Toni Aubin Explained

Toni Aubin
Birth Name:Maria Antoinette Rubio
Birth Date:September 22, 1927
Birth Place:Antioch, California, U.S.
Death Place:San Joaquin, California
Genre:Vocal jazz, swing
Occupation:Singer
Instrument:Vocals
Years Active:1947–1950
Label:Black & White
Past Member Of:Earle Spencer

Toni Aubin (née Maria Antoinette Rubio; 22 September 1927 – 10 February 1990) was an American jazz vocalist who sang with big bands in the 1940s.

Career

Aubin is most known as a featured singer with Earle Spencer and His Orchestra, with whom she began performing in 1949. Before that, from about 1946 to about 1947, she toured with the Louis Ohls Orchestra out of Arkadelphia.
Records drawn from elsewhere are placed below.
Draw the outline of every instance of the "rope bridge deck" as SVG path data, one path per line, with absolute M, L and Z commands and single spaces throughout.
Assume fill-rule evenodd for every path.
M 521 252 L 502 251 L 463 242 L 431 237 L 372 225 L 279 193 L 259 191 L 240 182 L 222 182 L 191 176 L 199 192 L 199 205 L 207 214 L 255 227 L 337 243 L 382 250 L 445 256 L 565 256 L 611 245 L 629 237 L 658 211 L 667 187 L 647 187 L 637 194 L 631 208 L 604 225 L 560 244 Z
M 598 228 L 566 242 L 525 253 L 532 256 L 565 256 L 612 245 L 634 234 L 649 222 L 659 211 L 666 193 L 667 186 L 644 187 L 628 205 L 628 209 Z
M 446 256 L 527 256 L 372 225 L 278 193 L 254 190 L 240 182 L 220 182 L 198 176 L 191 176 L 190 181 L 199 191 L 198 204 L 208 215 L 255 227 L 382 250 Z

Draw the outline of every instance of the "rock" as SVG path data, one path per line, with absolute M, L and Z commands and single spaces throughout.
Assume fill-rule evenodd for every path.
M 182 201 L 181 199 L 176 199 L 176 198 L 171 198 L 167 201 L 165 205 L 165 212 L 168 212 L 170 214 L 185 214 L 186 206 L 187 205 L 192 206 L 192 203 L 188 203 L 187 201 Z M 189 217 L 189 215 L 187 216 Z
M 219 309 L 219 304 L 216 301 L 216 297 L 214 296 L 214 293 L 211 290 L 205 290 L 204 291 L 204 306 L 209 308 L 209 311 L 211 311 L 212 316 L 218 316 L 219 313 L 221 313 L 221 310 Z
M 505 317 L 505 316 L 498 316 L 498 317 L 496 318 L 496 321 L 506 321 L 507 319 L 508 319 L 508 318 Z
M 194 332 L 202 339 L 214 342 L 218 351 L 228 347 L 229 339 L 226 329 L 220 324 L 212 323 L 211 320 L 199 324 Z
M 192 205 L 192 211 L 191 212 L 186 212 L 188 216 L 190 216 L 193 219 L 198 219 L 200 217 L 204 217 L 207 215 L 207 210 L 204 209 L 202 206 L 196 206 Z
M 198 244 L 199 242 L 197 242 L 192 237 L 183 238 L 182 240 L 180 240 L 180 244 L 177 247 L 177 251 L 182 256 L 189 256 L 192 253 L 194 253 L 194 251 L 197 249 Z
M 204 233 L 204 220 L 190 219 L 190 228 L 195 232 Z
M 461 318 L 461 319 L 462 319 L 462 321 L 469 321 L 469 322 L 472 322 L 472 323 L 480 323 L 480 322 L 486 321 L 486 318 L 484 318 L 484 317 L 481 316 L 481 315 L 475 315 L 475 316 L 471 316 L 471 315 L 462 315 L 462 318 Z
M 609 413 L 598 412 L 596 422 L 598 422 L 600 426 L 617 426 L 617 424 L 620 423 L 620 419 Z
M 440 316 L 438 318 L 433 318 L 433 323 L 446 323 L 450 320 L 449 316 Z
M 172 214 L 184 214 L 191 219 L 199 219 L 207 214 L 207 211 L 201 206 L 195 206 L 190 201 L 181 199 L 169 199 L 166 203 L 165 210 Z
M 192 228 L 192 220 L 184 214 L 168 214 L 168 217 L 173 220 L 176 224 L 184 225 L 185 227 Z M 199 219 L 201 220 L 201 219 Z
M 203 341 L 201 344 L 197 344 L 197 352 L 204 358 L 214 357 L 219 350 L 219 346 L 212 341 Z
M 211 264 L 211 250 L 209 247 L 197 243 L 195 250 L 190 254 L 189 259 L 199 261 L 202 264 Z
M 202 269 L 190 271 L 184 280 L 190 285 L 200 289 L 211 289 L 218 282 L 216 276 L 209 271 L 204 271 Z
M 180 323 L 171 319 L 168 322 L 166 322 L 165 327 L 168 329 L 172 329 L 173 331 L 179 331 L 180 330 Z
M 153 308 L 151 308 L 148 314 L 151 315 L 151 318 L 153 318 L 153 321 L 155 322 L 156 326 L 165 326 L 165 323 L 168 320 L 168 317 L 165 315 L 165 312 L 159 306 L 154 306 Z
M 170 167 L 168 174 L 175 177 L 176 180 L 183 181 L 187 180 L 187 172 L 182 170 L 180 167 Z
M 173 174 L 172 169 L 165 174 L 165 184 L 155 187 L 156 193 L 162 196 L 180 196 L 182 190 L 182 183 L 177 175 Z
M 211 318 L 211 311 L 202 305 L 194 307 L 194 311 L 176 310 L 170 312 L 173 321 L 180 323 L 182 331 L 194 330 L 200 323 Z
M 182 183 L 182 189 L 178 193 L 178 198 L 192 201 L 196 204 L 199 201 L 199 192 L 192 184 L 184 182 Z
In 1947, Aubin, while singing with the Louis Ohls Orchestra, shared a featured billing with Art Pepper, who, at the time, was arranger and saxophonist with the orchestra. Aubin had also sang with the Phil Carreon Big Band out of Los Angeles.

Pseudonym

Her stage name is that of the French composer Tony Aubin.

Family

Both of Aubin's parents – Mike Rubio (né Miguel Rubio Peña; 1882–1933) and Frances Espinosa Rubio (1891–1985) – were born in the Andalusia region of southern Spain and immigrated to the United States in 1913. Aubin (Maria Antoinette Rubio) was married from 1947 to 1949 to Howard Ansley Phillips (1929–2010), who played baritone saxophone in the Spencer Orchestra from 1947–49, and then settled in Las Vegas, where he would play for all of the major hotels for the next four plus decades. Ms Aubin (Rubio) gave birth to a girl in 1951, but gave her up for adoption (identity and whereabouts unknown). She also had a son, Ian Charles Phillips (born 30 Sep 1949 Pasadena, California), whom she raised.

In 1954, she married Jack Stanley Lanning (1923–2000), they had 4 more children, 2 sons and 2 daughters. They remained married until her death.